There were no cameras. Nothing other than him and me . I placed my palms on the table and leaned across it.

“Do you really want to know where Ms. Marshall is?” I dropped my voice and cast another furtive look around.

He bought the action and stooped closer to listen to me. That was his mistake.

I grabbed his tie with one hand and yanked hard. As he staggered forward, I flattened my other hand on the back of his head and slammed his face into the table. Before he could react, I was across the table and had his gun out of the holster on his hip and pointed at his head.

“We could have kept this civil, but you called me a liar.” I thumbed the safety off the SIG P365, and he froze at the audible click it made. “I don’t like being called a liar.”

“If you kill me, you’ll have the entire FBI after you.”

I laughed. “You’re no more FBI than I am. My guess is someone has hired you to find Ms. Marshall. Did she steal something from your employer? Or maybe she’s related to them? It doesn’t matter.” My finger moved from the gun’s grip to the trigger. “I don’t know who she is, nor do I care. What I do care about is why someone is trying to involve me. But since you don’t have the answer to that question … Well, too bad, so sad for you.” I squeezed the trigger.

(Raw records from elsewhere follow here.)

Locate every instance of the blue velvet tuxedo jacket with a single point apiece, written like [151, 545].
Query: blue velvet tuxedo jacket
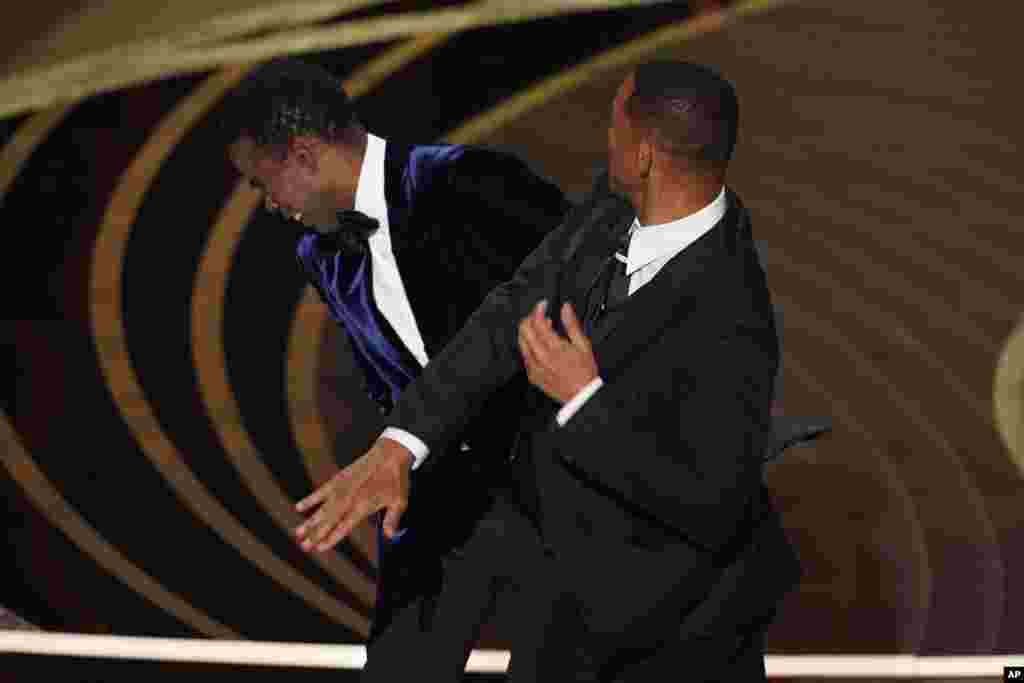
[656, 479]
[461, 221]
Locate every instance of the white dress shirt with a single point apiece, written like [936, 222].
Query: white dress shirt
[650, 248]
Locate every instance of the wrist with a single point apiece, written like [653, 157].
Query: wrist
[395, 452]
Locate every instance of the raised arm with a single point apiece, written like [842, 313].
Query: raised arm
[438, 403]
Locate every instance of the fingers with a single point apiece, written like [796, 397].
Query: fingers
[572, 327]
[303, 530]
[392, 518]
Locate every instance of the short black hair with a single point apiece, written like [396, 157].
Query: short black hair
[284, 98]
[690, 111]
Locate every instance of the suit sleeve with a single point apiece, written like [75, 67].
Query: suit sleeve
[684, 449]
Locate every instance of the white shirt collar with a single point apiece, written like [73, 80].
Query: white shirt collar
[650, 243]
[370, 187]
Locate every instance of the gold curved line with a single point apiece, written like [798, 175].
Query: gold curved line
[893, 326]
[25, 140]
[42, 60]
[43, 495]
[845, 416]
[311, 317]
[991, 301]
[911, 410]
[109, 334]
[218, 399]
[47, 500]
[1008, 395]
[124, 67]
[485, 124]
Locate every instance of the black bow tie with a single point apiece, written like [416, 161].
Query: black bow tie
[351, 232]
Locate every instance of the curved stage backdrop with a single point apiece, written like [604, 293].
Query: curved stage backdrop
[176, 387]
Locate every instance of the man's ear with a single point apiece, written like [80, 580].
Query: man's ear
[644, 157]
[305, 153]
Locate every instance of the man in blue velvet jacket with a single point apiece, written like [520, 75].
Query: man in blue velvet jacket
[402, 243]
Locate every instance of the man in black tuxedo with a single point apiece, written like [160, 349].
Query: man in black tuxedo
[658, 554]
[402, 243]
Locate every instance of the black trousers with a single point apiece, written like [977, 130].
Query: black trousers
[505, 566]
[430, 638]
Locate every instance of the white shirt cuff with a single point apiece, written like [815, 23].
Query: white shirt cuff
[569, 409]
[413, 443]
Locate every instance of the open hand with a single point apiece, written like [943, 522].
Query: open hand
[378, 480]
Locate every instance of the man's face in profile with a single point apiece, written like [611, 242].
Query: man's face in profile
[620, 139]
[291, 180]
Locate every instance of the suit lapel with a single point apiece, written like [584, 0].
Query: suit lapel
[674, 294]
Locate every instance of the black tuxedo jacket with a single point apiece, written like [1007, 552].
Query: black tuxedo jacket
[461, 220]
[651, 494]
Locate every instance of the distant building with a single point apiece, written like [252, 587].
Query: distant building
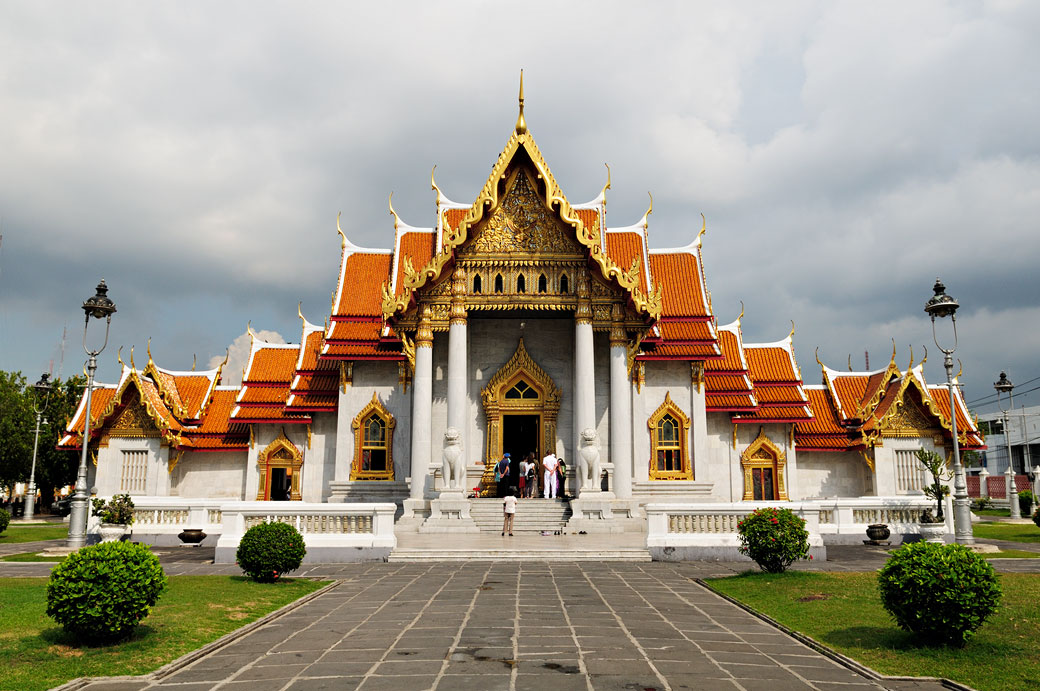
[1023, 428]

The gunshot was a muted sound, courtesy of the suppressor attached to the muzzle. Not silent, but not loud enough to draw outside attention. Blood and brain matter exploded outward, and I grimaced when some landed on my sleeve. Blood was such a bitch to get out of silk.

Pushing the body to the floor, I did a quick search of his pockets and came up with no I.D and no badge, but there was a set of keys. Whoever he was, he didn’t work for any government agency.

I checked the time. Fifty minutes until I needed to be at the private airstrip. If I was late, Wade would never let me forget it. I needed to leave.

I checked the gun’s magazine for ammunition, then opened the door and stepped out into the hallway.

The guard outside scrambled for his gun a second too late. His brain took a moment to catch up with his body, and his eyes widened as he fell to the floor, blood dripping down his face. I stepped over him. I was certain there should be at least one more. When they burst into my hotel room, I heard three distinct voices.

So where was the last one?

I moved along the hallway, gun held steady while I listened for movement or voices. Silence greeted me.

Where was he?

I stopped, head tilting when I heard the flush of a toilet. Moving to the side, I turned until my back was against the wall so I could see in both directions and waited.

Two minutes passed before a shadow heralded the arrival of the missing man. From the lack of urgency in his pace, he clearly hadn’t heard any of the gunshots or knew his partners were dead. He had his head bowed over his cell as he walked and didn’t see me step out to face him.

Lucky for him, I didn’t want him dead. I needed him to take a message back to whoever his employer was. I waited until he was less than a foot away, then cleared my throat. His head jerked up. He dropped his cell and reached for his gun.

“Touch it and I’ll kill you.”

He froze.

“Hand me your gun … slowly .” I held out one hand and kept my gun trained on him as he reached for the gun in its side holster. “That’s it. Nice and easy. You don’t want to die tonight. That won’t benefit either of us.”

“Where’s Henry?” His voice quivered, and I gave a mental headshake. He was clearly green, new to the business of kidnap and killing.

“Henry is meeting his maker.” I leaned forward and took the gun from his shaking hand. “Now listen carefully …” I cocked a brow in query.

“Tom.”

“Okay, Tom. Listen carefully now. I want you to go back to your boss and tell him that Bishop Chambers said if he tries this again, I’ll be paying him a visit.”

It wouldn’t be difficult to find out who was behind the order to grab me. A few well-placed questions and I’d have the answer within twenty-four hours.

“Whoever employed you to find the girl needs to understand that it has nothing to do with me, and I’d like to keep it that way. Think you can do that, Tom?”

“Y-yes sir.”

I nodded. “Good. Then I’ll head out. I have a flight to catch.” I stepped past him. “Oh … one more thing …”

As the young man turned, I hit him with the grip of the gun, and he dropped to the floor like a stone.

“I’d say I’m sorry about the headache you’ll wake up with, but it’s better than being dead.”